Re: [PATCH v3 3/5] LoongArch: BPF: Support 8 and 16 bit read-modify-write instructions

From: WANG Rui

Date: Mon Apr 13 2026 - 04:20:18 EST

On Mon, Apr 13, 2026 at 12:49 PM <bot+bpf-ci@xxxxxxxxxx> wrote:
>
> > diff --git a/arch/loongarch/net/bpf_jit.c b/arch/loongarch/net/bpf_jit.c
> > index fefda4050a20..c9a32f124f5e 100644
> > --- a/arch/loongarch/net/bpf_jit.c
> > +++ b/arch/loongarch/net/bpf_jit.c
>
> [ ... ]
>
> > @@ -388,11 +408,32 @@ static int emit_atomic_rmw(const struct bpf_insn *insn, struct jit_ctx *ctx)
> > /* src = atomic_fetch_<op>(dst + off, src) */
> > case BPF_ADD | BPF_FETCH:
> > + switch (BPF_SIZE(insn->code)) {
> > + case BPF_B:
> > + if (cpu_has_lam_bh) {
> > + emit_insn(ctx, amaddb, src, t1, t3);
> > + emit_zext_32(ctx, src, true);
>
> Is emit_zext_32() sufficient for zero-extending an 8-bit value here?
>
> emit_zext_32() uses lu32id to clear bits [63:32], but for a byte-width
> atomic fetch the returned value needs bits [63:8] zeroed. If amadd.b
> follows the LoongArch convention of sign-extending sub-word results
> (as amadd.w does for 32-bit values), then a byte value like 0x80 would
> produce 0x00000000ffffff80 after emit_zext_32() instead of the expected
> 0x0000000000000080.
>
> Elsewhere in this file, 16-bit zero-extension already uses bstrpickd:
>
> emit_insn(ctx, bstrpickd, dst, dst, 15, 0);
>
> Should the BPF_B and BPF_H cases here use bstrpickd with the
> appropriate bit range (7,0 for bytes and 15,0 for halfwords) instead
> of emit_zext_32()?

I don't think truncating byte and sub-word results to only the low 8
or 16 bits is the right model here. The current behavior intentionally
keeps the low 32 bits of the computed value in the register, because
all uses explicitly extend from 32 bits to 64 bits when feeding
instructions that require 64-bit operands. The same reasoning should
apply to byte and sub-word types as well.

For example:

Def:
int8 a = amadd.b
int8 b = amadd.b

Use:
t1 = sext32 a
t2 = sext32 b
blt t1, t2 // a < b

Take a = -1 and b = 0. In the 64-bit registers:

If we keep the low 32 bits:
a: 0x0000_0000_ffff_ffff
b: 0x0000_0000_0000_0000

then:
t1: 0xffff_ffff_ffff_ffff
t2: 0x0000_0000_0000_0000

So a < b evaluates to true, as expected.

But if we only keep the low 8 bits:
a: 0x0000_0000_0000_00ff
b: 0x0000_0000_0000_0000

then:
t1: 0x0000_0000_0000_00ff
t2: 0x0000_0000_0000_0000

Now a < b becomes false, which is clearly not the intended result.

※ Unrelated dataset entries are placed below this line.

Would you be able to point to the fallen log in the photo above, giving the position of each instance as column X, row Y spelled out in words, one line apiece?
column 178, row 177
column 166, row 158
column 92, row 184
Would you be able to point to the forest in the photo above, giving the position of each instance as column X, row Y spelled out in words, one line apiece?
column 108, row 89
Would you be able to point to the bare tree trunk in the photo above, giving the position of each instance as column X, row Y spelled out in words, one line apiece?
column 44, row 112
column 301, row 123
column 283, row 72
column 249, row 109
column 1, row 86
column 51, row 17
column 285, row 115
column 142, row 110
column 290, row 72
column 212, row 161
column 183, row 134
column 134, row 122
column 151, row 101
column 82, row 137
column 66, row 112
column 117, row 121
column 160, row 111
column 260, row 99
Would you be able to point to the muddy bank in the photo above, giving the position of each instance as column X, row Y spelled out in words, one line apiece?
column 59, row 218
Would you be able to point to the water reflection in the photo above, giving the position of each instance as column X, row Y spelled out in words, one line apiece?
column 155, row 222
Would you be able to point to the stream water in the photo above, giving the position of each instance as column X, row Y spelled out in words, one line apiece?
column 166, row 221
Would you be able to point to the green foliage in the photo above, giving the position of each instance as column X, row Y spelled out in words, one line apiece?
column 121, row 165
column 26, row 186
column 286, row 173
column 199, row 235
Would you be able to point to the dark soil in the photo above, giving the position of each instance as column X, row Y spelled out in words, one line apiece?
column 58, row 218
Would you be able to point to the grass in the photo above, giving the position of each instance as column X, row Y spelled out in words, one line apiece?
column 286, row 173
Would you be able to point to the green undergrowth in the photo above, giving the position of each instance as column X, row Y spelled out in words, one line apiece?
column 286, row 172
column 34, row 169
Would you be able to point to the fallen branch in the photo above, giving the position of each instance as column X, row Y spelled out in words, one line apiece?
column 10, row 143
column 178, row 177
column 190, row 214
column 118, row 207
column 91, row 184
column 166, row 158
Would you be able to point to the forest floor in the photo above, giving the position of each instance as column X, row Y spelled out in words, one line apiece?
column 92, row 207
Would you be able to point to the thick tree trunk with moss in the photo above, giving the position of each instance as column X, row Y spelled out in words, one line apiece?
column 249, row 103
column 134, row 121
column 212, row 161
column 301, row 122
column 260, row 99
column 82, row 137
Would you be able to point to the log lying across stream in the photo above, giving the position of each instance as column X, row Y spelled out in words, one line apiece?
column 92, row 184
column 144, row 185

In other words, narrowing the result to 8 or 16 bits here would break
the existing 32-bit canonicalization rule for sub-word values.

More generally, the "always explicitly extend" pattern doesn't map
particularly well to the LoongArch ISA. In the long run, it would be
preferable if we could eliminate these explicit extensions altogether
rather than relying on them as part of the semantic model.

Thanks,
Rui

>
> > + case BPF_H:
> > + if (cpu_has_lam_bh) {
> > + emit_insn(ctx, amaddh, src, t1, t3);
> > + emit_zext_32(ctx, src, true);
>
> Same concern for the halfword case -- emit_zext_32() would leave
> bits [31:16] with sign-extended values if amadd.h sign-extends.
>
> [ ... ]
>
> > @@ -421,11 +462,32 @@ static int emit_atomic_rmw(const struct bpf_insn *insn, struct jit_ctx *ctx)
> > /* src = atomic_xchg(dst + off, src); */
> > case BPF_XCHG:
> > + switch (BPF_SIZE(insn->code)) {
> > + case BPF_B:
> > + if (cpu_has_lam_bh) {
> > + emit_insn(ctx, amswapb, src, t1, t3);
> > + emit_zext_32(ctx, src, true);
>
> Same question applies to the exchange path -- amswap.b and amswap.h
> return the old value and would need proper sub-word zero-extension
> rather than the 32-bit emit_zext_32().
>
> > + case BPF_H:
> > + if (cpu_has_lam_bh) {
> > + emit_insn(ctx, amswaph, src, t1, t3);
> > + emit_zext_32(ctx, src, true);
>
> Same here for amswap.h.
>
>
> ---
> AI reviewed your patch. Please fix the bug or email reply why it's not a bug.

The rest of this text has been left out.